Enabled by default. When enabled, a failure in this step stops the task. When disabled, later steps can continue.

Parallel + Stop on Failure: A parallel step or group can still stop the task on failure, but other work in the same execution stage may already be in progress.

Step Execution Settings Detail

Parameter Validation Alerts

A validation alert is shown when enabled steps contain mandatory parameters that have no direct value/default and are not linked as task parameters.

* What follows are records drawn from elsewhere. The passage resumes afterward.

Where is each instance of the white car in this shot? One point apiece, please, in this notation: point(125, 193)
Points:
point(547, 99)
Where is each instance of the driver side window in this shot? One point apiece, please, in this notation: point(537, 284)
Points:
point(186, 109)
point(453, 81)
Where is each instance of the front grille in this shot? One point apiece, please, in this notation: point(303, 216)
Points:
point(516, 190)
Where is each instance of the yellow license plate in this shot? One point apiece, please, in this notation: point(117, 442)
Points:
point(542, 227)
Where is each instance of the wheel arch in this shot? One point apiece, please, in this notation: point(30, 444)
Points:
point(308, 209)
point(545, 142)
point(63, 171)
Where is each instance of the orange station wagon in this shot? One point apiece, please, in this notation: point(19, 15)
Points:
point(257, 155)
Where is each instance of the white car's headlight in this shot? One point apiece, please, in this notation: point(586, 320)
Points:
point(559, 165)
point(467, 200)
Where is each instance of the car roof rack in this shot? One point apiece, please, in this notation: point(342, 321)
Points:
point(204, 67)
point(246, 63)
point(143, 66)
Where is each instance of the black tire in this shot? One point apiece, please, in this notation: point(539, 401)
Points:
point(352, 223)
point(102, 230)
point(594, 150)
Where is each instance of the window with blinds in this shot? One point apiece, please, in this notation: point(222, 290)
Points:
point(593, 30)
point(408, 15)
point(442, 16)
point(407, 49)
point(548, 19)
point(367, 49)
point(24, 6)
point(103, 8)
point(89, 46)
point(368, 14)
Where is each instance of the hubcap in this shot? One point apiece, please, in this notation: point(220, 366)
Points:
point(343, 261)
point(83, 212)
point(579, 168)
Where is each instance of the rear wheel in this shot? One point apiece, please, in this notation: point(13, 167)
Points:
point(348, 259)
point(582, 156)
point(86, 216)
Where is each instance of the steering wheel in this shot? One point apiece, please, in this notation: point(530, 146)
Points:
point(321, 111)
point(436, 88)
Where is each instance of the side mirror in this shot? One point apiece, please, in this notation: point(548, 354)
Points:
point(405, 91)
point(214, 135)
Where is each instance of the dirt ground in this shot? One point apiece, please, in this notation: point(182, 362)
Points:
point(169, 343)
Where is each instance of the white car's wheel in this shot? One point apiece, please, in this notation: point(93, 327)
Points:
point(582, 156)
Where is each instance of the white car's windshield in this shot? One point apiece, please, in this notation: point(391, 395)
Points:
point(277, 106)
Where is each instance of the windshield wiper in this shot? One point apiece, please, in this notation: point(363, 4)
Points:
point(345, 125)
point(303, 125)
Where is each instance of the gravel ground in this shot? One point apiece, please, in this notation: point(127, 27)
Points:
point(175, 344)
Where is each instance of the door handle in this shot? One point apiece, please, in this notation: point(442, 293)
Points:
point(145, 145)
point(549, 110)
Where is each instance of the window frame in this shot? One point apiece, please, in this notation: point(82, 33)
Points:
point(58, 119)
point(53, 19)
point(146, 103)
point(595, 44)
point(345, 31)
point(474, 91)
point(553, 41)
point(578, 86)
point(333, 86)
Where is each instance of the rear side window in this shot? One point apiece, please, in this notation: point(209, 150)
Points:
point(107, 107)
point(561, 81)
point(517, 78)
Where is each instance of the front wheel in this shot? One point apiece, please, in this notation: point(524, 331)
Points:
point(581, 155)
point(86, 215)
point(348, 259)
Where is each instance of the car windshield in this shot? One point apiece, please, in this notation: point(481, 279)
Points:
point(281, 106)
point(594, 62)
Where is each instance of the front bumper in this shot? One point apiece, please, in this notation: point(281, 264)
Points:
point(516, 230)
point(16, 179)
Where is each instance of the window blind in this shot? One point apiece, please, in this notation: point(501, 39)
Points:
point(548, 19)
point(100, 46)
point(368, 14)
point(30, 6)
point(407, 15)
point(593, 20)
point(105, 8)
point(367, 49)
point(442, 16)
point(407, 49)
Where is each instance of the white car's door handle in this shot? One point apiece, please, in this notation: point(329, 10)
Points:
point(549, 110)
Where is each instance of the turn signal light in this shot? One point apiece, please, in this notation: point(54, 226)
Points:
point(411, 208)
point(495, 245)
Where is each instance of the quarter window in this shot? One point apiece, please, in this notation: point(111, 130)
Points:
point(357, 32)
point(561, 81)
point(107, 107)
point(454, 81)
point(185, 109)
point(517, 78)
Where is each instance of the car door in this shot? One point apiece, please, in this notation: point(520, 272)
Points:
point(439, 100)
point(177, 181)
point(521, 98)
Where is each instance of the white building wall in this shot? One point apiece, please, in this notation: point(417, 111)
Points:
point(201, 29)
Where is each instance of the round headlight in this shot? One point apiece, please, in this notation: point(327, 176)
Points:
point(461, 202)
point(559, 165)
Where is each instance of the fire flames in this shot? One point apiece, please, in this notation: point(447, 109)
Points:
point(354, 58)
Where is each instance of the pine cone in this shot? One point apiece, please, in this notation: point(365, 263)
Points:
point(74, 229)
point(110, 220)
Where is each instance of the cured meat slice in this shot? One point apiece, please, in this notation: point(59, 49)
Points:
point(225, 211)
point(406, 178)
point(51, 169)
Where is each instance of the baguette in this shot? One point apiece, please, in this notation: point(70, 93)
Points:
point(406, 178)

An alert banner appears at the top of the configuration page showing:

• The number of affected steps with missing required links

• Missing parameter names per step

• A quick Create & Link action for each missing parameter

Parameter Validation Alert

Linking parameters allows you to prompt users for input when executing the task, making it reusable across different scenarios. Learn more in the Custom Parameters documentation.


Approval Flow

Approval flow lets a task create a pending run instead of starting workflow steps immediately. Use it when execution should be reviewed before it changes systems or touches production resources.

• Required approvers must approve before the run starts.

• Optional approvers can approve, but their approval is not required to start execution.

• Any configured approver rejection, required or optional, rejects the run.

• Tenant admins can see all pending approvals and can approve or reject as an override.

See Automation Task Approvals for the full approval behavior, queue locations, group approver rules, and recommended patterns.


Execution and Troubleshooting

You can execute tasks from task actions and then review outcomes in the History tab.

• Use history to verify whether failure happened at task level or a specific step.

• Check step execution settings first when behavior differs from expectation (especially Stop on Failure and Parallel).

• If a step keeps failing after edits, confirm the step was saved (no unsaved changes indicator).

• If execution path seems wrong, re-check step order and make sure Save Step Order was applied.


Deleting Tasks

To delete an automation task, navigate to the Automation Tasks list, find the task you want to delete, and click the "Delete" button in the options column.

Warning: Deleting a task is permanent and cannot be undone. All steps, execution history, and parameter links will be deleted. If the task is published, users will immediately lose access to it.

Delete Task

Recommendation: Before deletion, export/review key step settings or keep a reference task so you can recreate the workflow quickly if needed.